Another clue is the prophecy of worldwide rule that demands a King with infinitely greater powers than David, but which also accords with God’s promise to David of an eternal and worldwide kingdom established by his descendants (Ps 2:8-9, 2 Sam. 7:12-14; Rev. 2:27; 12:5; 19:5). The apostles preached the gospel from this psalm. The author of Hebrews explained that Christ was this “Son” whom God sent into the world-the only Son who could truly fulfill the promises to David (Ps. 2:7, Heb. 1:5).
Peter preached that Christ’s cross was the epitome of the nations’ rage (Ps 2:1, Acts 4:25-27). Paul revealed that Christ’s coronation occurred after his resurrection (Ps. 2:6, Acts 13:33, Romans 1:4) and that he blesses the nations as they obey him by faith (Ps 2:10; Romans 1:5). John showed that salvation or damnation depends on one’s relationship to the Son (Ps. 2:12a; John 3:36). And Ephesians calls Christians to live courageously in the face of worldwide spiritual rebellion because Christ is actively ruling over all of reality (Ps. 2:12b; Eph 1:20-22).

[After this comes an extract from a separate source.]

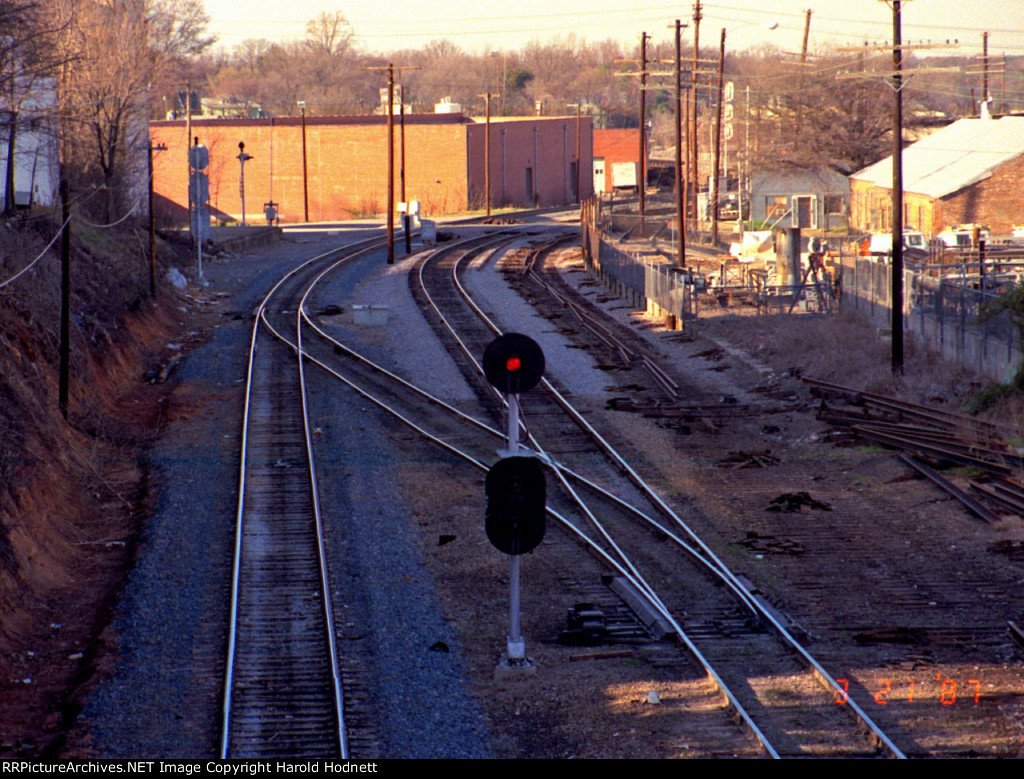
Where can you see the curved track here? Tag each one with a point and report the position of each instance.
(586, 525)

In these various ways the NT reveals that ultimately Christ himself is the King who fulfills Psalm 2.” Gospel Transformation Study Bible, 724).
Meditation: Read it, again and again, and again, then memorize it for deeper/fuller reflection to find joy in God and rich satisfaction from His word.
Helpful Links:
How to Meditate on a verse (Video)
What does it mean to meditate? (Video)
How to milk a text through mediation (Video)
Warm Yourself at the Fires of Meditation (Article)
Discussion Questions:
What would you like to study for Phase 3?
What will you meditate on this week? And would you be so kind as to share it (whether good or bad) in the chat?
Recall the prayer of the early church in Acts in using the OT for their encouragement. Can you think of a time when the OT was similarly encouraging/uplifting/helpful to you?